Whether you’re looking forward to the holidays or secretly dreading them, chances are there is something about the run-up to the new year that can trigger less-than-jolly emotions or spikes in anxiety or depression. To help, AARP provides the following mental health well-being strategies to help manage the challenges that come with this merry season.
- Change up gift-giving routines. If holiday giftgiving causes financial anxiety, consider changing the narrative with family spending limits. Another option is giving gifts of appreciation, such as a heartfelt letter, a meaningful photo or a “date” to spend time together. Data has shown that making someone feel appreciated means more than a gift itself.
- Get rest. Sleep is extremely important when dealing with mental stress. When possible, take a 20-minute nap to refresh your mind and soul. And be sure to always get at least seven hours of sleep each night.
- Reach out. Push back against loneliness.
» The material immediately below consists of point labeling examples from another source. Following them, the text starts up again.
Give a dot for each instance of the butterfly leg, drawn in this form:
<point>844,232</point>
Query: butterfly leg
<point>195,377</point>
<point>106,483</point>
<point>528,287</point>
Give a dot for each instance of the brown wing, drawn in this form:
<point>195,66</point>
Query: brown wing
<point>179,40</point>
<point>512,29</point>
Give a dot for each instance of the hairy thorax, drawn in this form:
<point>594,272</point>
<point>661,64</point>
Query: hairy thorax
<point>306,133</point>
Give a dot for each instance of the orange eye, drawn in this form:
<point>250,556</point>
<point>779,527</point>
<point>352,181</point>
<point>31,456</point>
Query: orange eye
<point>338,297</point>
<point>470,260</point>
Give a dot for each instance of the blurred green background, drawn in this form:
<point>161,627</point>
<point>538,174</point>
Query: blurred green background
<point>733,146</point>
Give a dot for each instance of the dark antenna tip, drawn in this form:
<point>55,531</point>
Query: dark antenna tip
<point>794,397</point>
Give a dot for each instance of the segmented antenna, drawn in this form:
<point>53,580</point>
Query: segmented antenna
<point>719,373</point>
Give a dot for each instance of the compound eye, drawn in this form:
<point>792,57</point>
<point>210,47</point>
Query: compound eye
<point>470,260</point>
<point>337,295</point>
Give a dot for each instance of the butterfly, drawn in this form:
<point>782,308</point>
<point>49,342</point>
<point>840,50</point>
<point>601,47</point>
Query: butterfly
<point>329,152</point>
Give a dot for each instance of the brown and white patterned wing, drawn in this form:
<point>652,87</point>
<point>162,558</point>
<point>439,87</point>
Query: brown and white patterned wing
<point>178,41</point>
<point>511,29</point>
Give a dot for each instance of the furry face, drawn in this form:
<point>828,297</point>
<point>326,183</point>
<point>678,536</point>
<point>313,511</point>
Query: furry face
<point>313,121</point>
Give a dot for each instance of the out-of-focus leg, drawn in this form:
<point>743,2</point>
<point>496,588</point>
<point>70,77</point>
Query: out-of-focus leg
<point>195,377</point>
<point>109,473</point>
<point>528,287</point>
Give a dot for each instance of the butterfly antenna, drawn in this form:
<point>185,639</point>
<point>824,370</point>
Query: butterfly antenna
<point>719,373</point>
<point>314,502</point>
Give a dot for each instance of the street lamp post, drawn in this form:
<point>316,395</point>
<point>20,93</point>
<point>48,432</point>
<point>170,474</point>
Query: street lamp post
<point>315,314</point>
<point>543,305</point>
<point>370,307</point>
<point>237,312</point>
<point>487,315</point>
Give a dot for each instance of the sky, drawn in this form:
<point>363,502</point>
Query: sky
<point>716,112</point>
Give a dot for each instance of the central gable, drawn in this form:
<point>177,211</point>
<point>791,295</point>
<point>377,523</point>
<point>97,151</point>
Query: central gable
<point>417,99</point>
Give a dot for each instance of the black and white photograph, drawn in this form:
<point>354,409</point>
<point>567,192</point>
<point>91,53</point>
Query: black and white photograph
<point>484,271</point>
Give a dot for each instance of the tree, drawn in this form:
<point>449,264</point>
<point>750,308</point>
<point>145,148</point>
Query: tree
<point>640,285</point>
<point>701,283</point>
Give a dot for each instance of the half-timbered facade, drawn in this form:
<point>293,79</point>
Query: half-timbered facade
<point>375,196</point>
Make time each week to reach out to a friend or family member by phone or Zoom, invite someone to meet for coffee or come over to watch a TV show, or ask a neighbor to join you on walks or trips to the grocery store.
- Consider volunteering a couple of hours each week. Science has shown that those who give back through volunteering experience not only mental health benefits but physical benefits, too.
- Get active. Don’t let Michigan’s winters make you sedentary. Weave physical activities into your daily in-home routine, such as walking in place while watching TV, dancing to a favorite song or following some easy 10-minute workouts on YouTube or org (search exercise). Incorporating exercise into a daily routine can lift moods and help fight negative feelings such as depression and anxiety. It can also improve sleep habits.
- Try a new hobby or skill. Try finding joy and relaxation in a new passion, like photography, painting or knitting to alleviate stress. And if you’d like to combine your new knitting skill with giving back, visit AARP’s volunteer platform, aarp.org, to find community service projects that knitters can do from home or in person.